Lubuklinggau, – Sebuah putusan pengadilan kembali mendapat sorotan tajam setelah seorang terdakwa dijatuhi hukuman satu bulan kurungan atas perkara tindak pidana ringan dengan nilai kerugian hanya Rp134.400.
Putusan ini memicu kritik dari masyarakat, tokoh hukum, dan organisasi pemantau peradilan yang menilai adanya ketidakselarasan antara nilai kerugian dan beratnya hukuman yang dijatuhkan.
Dalam persidangan di Pengadilan Negeri Lubuklinggau majelis hakim memutuskan terdakwa terbukti melakukan tindak pidana ringan.
Namun, vonis kurungan satu bulan tersebut dinilai sejumlah pihak sebagai bentuk ketidakpekaan terhadap prinsip proporsionalitas, keadilan substantif, dan pertimbangan kondisi sosial-ekonomi terdakwa.
“Kami menghormati proses hukum, tetapi vonis ini sangat tidak mencerminkan rasa keadilan. Kerugian hanya Rp134.400, namun hukuman penjara dijatuhkan tanpa memperhatikan dampak sosial dan ekonomi bagi terdakwa,” ujar Bahet, (12-12-2025).

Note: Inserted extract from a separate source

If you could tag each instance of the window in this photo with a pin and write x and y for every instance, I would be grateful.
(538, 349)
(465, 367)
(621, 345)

Aliansi Solidaritas Mahasiswa Silampari Peduli Hukum juga menilai bahwa perkara dengan nilai kerugian sangat kecil semestinya diselesaikan melalui mekanisme non-pemenjaraan, selaras dengan kebijakan restorative justice yang telah ditekankan oleh Mahkamah Agung dan Kepolisian RI.
Tuntutan Resmi dari Aliansi Solidaritas Mahasiswa Silampari Peduli Hukum kepada Hakim dan Institusi Peradilan
Endang Nofriono sebagai ketua Aliansi Solidaritas Silampari Peduli Hukum mengatakan bahwa sebagai bentuk keprihatinan atas munculnya putusan yang dianggap tidak proporsional, Aksi Solidaritas Mahasiswa Silampari Peduli Hukum menyampaikan beberapa tuntutan penting:
1. Majelis hakim diminta memberikan penjelasan terbuka mengenai dasar pertimbangan mengapa hukuman pemenjaraan dipilih pada perkara dengan nilai kerugian sangat kecil.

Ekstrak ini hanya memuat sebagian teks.